Tg and knock-in mouse models targeting desmosomal proteins such as PKP2 and DSC2 mimic arrhythmogenic cardiomyopathy. These studies suggest that cell to cell adhesion systems are important in maintaining cardiac integrity [35,36].
FHC is a genetic disorder resulting from mutations in the genes encoding sarcomeric proteins [37,38]. A mouse model of FHC was generated by introducing an Arg403 to Gln replacement in the alpha cardiac myosin heavy chain (MHC) gene. This mouse model may help define the cause of FHC. Histological observations of myocardiopathy were more apparent in males than in females and appeared by ages.
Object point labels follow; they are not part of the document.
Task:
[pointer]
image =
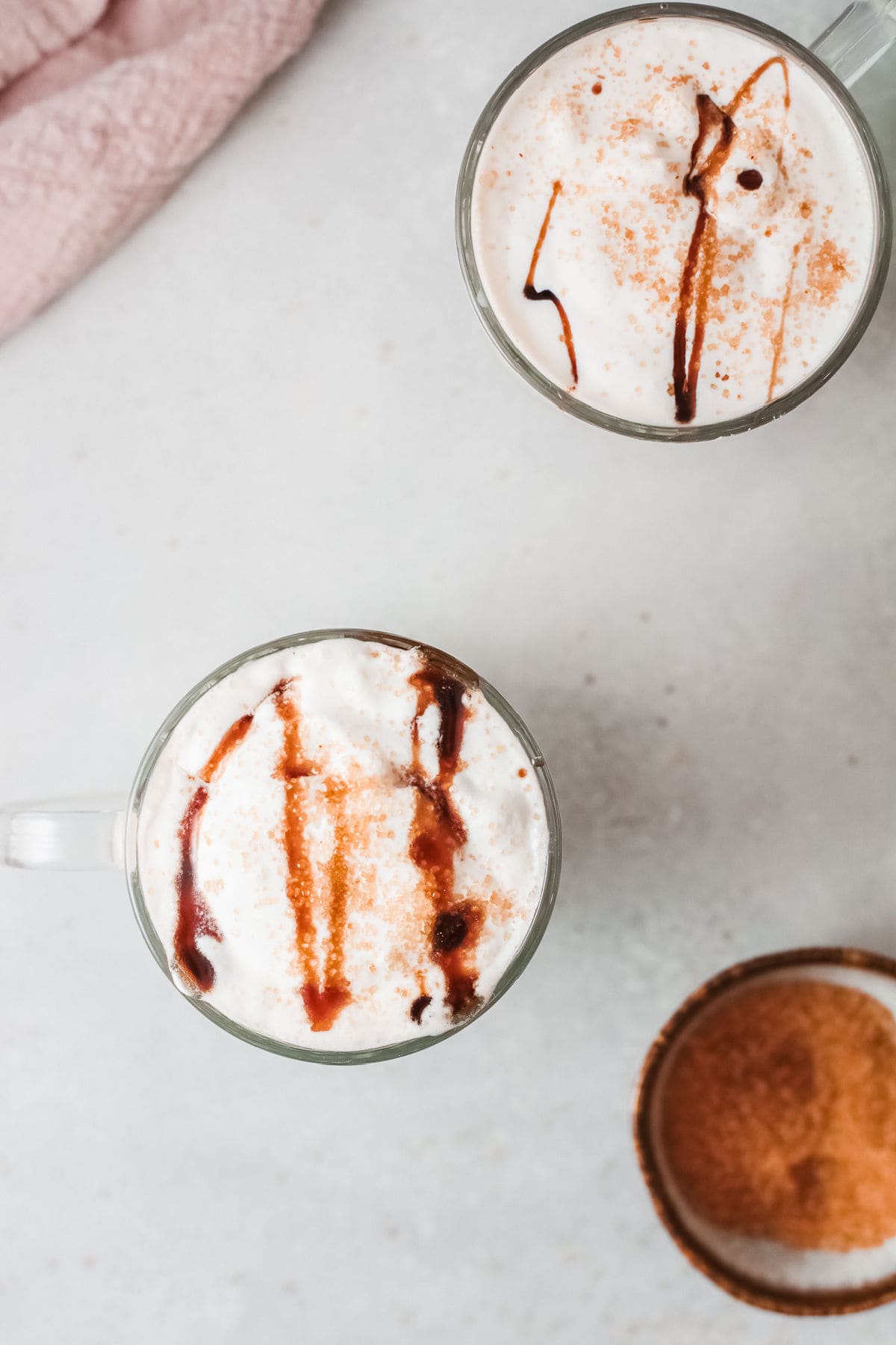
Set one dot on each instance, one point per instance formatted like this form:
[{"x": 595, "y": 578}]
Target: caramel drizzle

Ten female alpha MHC sup403/+ mice (two 15 weeks old, one 31 weeks old) showed no cardiomyopathy, whereas all male alpha MHC sup403/+ mice showed cardiomyopathy with myocyte disarray. Myocyte hypertrophy, injury, and fibrosis were observed more frequently in 30-week-old alpha MHC sup403/+ mice than in 15-week-old alpha MHC sup403/+ mice.
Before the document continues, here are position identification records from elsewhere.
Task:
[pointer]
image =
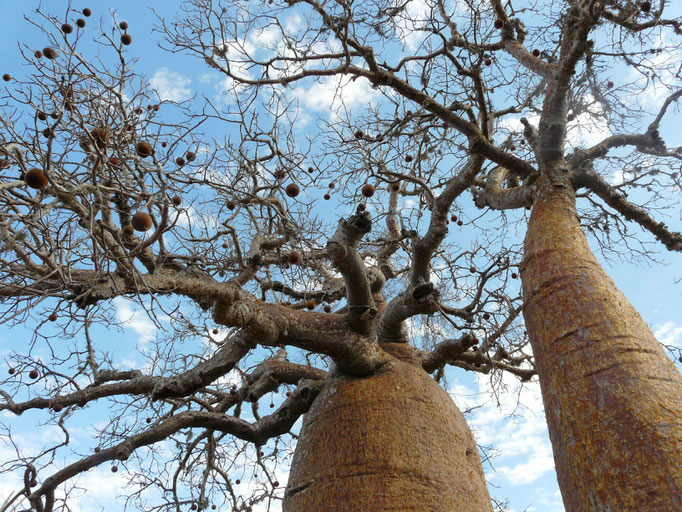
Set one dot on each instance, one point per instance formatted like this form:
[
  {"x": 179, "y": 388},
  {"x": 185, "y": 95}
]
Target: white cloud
[
  {"x": 135, "y": 319},
  {"x": 333, "y": 92},
  {"x": 670, "y": 333},
  {"x": 511, "y": 419},
  {"x": 171, "y": 86}
]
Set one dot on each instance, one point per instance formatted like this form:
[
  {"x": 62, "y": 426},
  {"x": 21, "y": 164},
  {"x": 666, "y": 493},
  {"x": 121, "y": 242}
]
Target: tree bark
[
  {"x": 391, "y": 441},
  {"x": 612, "y": 397}
]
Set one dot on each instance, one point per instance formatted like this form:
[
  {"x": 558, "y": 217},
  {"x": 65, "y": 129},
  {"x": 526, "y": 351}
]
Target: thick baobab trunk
[
  {"x": 391, "y": 441},
  {"x": 613, "y": 399}
]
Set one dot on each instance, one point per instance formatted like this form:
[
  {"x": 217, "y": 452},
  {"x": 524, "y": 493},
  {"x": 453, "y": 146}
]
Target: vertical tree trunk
[
  {"x": 391, "y": 441},
  {"x": 613, "y": 398}
]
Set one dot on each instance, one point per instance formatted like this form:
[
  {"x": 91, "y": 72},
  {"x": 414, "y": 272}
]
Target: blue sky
[{"x": 510, "y": 421}]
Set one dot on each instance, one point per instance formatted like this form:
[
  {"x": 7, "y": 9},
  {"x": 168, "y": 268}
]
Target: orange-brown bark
[
  {"x": 613, "y": 398},
  {"x": 391, "y": 441}
]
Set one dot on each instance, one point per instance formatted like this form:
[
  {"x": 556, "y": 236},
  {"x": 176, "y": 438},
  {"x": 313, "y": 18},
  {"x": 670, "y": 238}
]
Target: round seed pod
[
  {"x": 101, "y": 137},
  {"x": 143, "y": 149},
  {"x": 35, "y": 178},
  {"x": 141, "y": 221},
  {"x": 50, "y": 53}
]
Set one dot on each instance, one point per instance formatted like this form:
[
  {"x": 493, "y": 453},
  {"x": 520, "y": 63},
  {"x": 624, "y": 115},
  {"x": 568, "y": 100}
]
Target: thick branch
[{"x": 342, "y": 249}]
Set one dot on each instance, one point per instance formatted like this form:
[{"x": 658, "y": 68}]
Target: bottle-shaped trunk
[
  {"x": 612, "y": 397},
  {"x": 391, "y": 441}
]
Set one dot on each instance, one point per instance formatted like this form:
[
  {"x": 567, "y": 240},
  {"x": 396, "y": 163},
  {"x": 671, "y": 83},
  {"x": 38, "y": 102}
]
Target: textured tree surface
[
  {"x": 391, "y": 441},
  {"x": 613, "y": 399}
]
Background genotypes and physiological activity of the phenotype were assessed using a Tg mouse model for FHC. Geister-Lawrance et al. showed that both factors affected the clinical progression of FHC [40]. Male mutant mice showed histological alterations earlier than female mice. Phenotypic differences between male and female inbred mice are genetically influenced. Therefore, they propose that other genes could influence the phenotype of the R403Q myosin mutation. These mice may help define therapeutic targets for FHC and other cardiomyopathies [38].
Using the same R403Q myosin mutation mouse model, physiological aspects of the myocardium were further analyzed [39]. An alteration in the excitation–contraction system in the myocardium was observed. Associated changes in intracellular Ca2+ were observed. Defective myofilament structure may cause the differences in intracellular Ca2+ distribution.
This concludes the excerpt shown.